Si l'attribution d'un atelier monétaire à Émèse reste conjecturale, les arguments en faveur d'un atelier à Laodicée ont beaucoup plus de poids. En 193, Pescennius Niger, acclamé empereur par ses troupes, prend Antioche pour capitale et bat monnaie dans cette ville. Les émissions monétaires orientales ne peuvent donc provenir d'Antioche, qui est pourtant la capitale de la Syrie. Après la défaite de Niger, Antioche perdit beaucoup de ses privilèges pour avoir soutenu l'ennemi de Septime Sévère, ce qui profita à Laodicée, une autre grande ville de Syrie, qui avait soutenu Sévère contre son rival.
L'atelier de Laodicée ouvrit ses portes en même temps que celui d'Émèse vers la fin de l'année 193 et joua le même rôle face au monnayage de Niger. Les nombreuses légendes fautives et les monnaies hybrides (revers de Domna avec un portrait de Sévère par exemple) révèlent que la Monnaie de Laodicée battait monnaie avec beaucoup moins de rigueur que l'atelier de Rome. L'atelier syrien n'était certainement pas divisé en officines comme pouvait l'être celui de Rome.
À partir de 197, la production monétaire de Laodicée devient très importante, suite au besoin en numéraire créé par la présence de Sévère et de son armée durant la campagne parthique. Les types de revers sont empruntés à ceux de Rome. Les monnaies apportées par les soldats de l'armée impériale ont pu servir de prototypes.
En 198, l'atelier syrien entre dans une seconde phase et émet en abondance, au détriment d'Émèse qui ferme ses portes. Les portraits et les légendes sont beaucoup plus soignés que lors de la précédente phase (193-197), les légendes fautives se font plus rares. Il semblerait que la nécessité d'un abondant monnayage pour l'armée, située à proximité, contraignit la Monnaie de Laodicée, dont le rôle est devenu primordial, à battre un monnayage plus soigné. La présence de nouveaux graveurs dans l'atelier devint probablement indispensable.

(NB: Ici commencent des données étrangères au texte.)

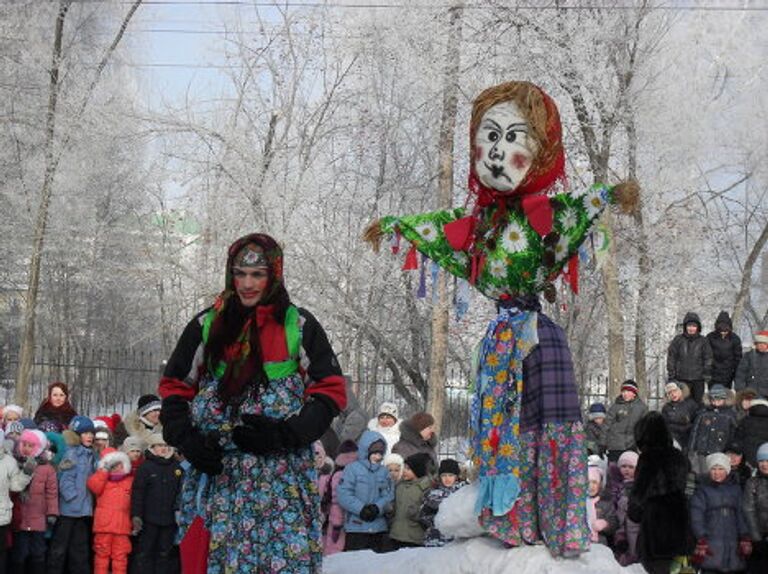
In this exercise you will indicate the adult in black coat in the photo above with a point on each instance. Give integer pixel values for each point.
(679, 412)
(753, 430)
(689, 357)
(657, 501)
(726, 351)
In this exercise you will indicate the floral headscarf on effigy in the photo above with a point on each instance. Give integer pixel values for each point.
(234, 333)
(522, 230)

La Monnaie de Laodicée joua un rôle privilégié durant la campagne parthique qui se termina en 199. Sévère et Caracalla rentrent à Rome en 202, après avoir visité l'Égypte.
L'existence de rares monnaies au nom de Plautille frappées à Laodicée nous permet de placer un terminus post quem pour la date de fermeture de l'atelier syrien. La rareté de ces monnaies, dont le prototype a été frappé à Rome au cours de l'année 202 nous permet de supposer que l'atelier de Laodicée ferma ses portes peu de temps après le mariage de Caracalla et de Plautille, probablement vers la fin de l'année 202.